Analyzing Web Traffic
ECML/PKDD 2007 Discovery Challenge
September 17-21, 2007, Warsaw, Poland

Laboratoire d'Informatique, de Robotique et de Microélectronique de Montpellier EMA LGI2P
Bee-Ware Univ. Montpellier 2

Introduction - Main objectives - Dataset - Evaluation - Cooperation

The number of computer attacks carried out grows in tandem with the web. According to the National Institute of Standards and Technology, American companies as early as 2004 suffered losses of up to 59.6 billion dollars following IT attacks. Considering the number of IT systems now deployed, intrusion detection is a significant research area for the purpose of assessing and forecasting system attacks as early as possible.

The OSI model is usually represented by a diagram showing a column composed of stacked rectangular shapes, each one symbolizing a layer of the model.

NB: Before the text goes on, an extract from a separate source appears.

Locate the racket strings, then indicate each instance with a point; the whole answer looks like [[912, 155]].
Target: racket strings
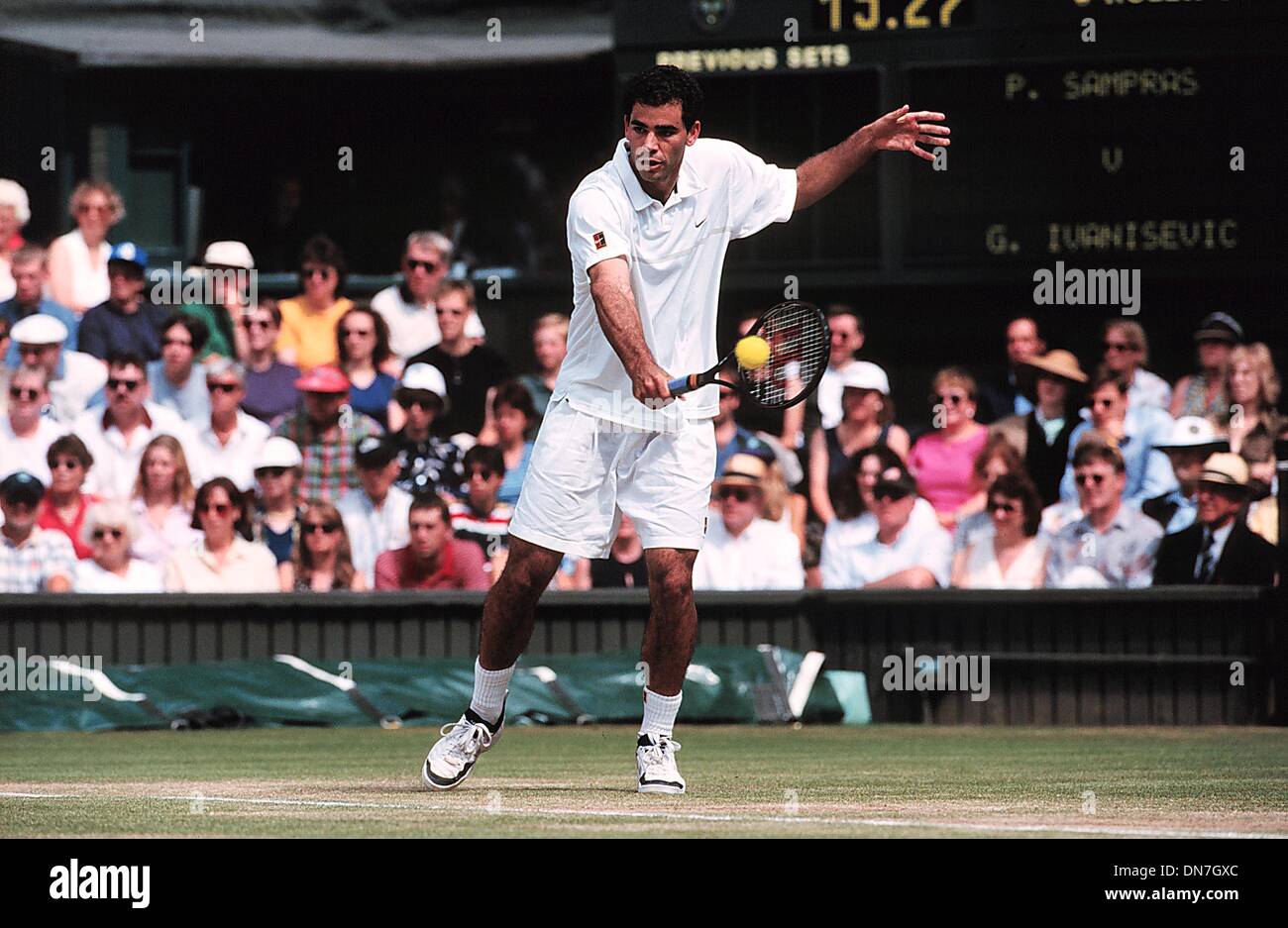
[[799, 348]]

However, in reality the seventh layer is much wider and more diverse than the layers below it. This application layer is definitely the biggest, widest, and most complex of all. It contains more than just protocols and parameters, and is made up of languages, scripts, libraries and human concepts... As a consequence, the OSI model observed from a security perspective makes the diagram take on a reversed pyramid shape. So the higher the layers, the richer and more diverse is their content, which means they are also more complex to secure.


Trying to filter application traffic as diverse and dynamic as Web traffic can quickly bring awareness of the existence of several strong constraints and the necessity to fulfil specific requirements.

Unknown attack detection
(or Zero day attacks) A major consequence of application diversity is that the potential for vulnerabilities is infinite. Experience has already revealed that the vast majority of application attacks consist in the unknown variety.
False Positives
Considering the richness and diversity of this domain, and seeing that the threshold of acceptance is user-dependent, avoiding and eliminating False Positives are critical issues when analyzing the application layer
Ambiguous queries
When looking at existing applications it becomes quickly obvious that they harbour weaknesses or vulnerabilities. Traffic addressing these resources will then appear to carry weaknesses, but cannot be blocked without stopping the application.
Abnormal behaviour detection
Attacks are not the only danger prevalent. Securing Web traffic is a more complex task than mere intrusion prevention. There are various other types of requests that require supervision.
[Table of Contents]

Introduction - Main objectives - Dataset - Evaluation - Cooperation

The issue being addressed by this challenge is the filtering of application attacks in Web traffic. This is a complex matter because of diversity in attack purposes and means, the quantity of data involved and technological shifts. Application attacks can be multi-class and undergo constant change. They do however maintain some distinguishing features (escaping, bypassing, keywords matching external entities, etc.).

To achieve this aim data sources available from HTTP query logs will be used. Using this data we can not only recognize an attack but also define which class it belongs to. Participants would have to start with an HTTP query in context and deduce which class it belongs to and what is its level of relevance.

To address this issue in the most efficient way, we will divide the challenge into several tasks:

  1. Task 1: Multi-class and contextual classification
    We have to be able to classify queries that may belong to different classes, and we have to do so according to context. A query in attack form that is not dangerous because made in the wrong context has to be properly labelled. The amount of data to process being considerable due to traffic density, any real-world classification application should be able to process the queries extremely quickly. Participants will hence be judged on the classification performance but also on the time performance of their algorithm implementations.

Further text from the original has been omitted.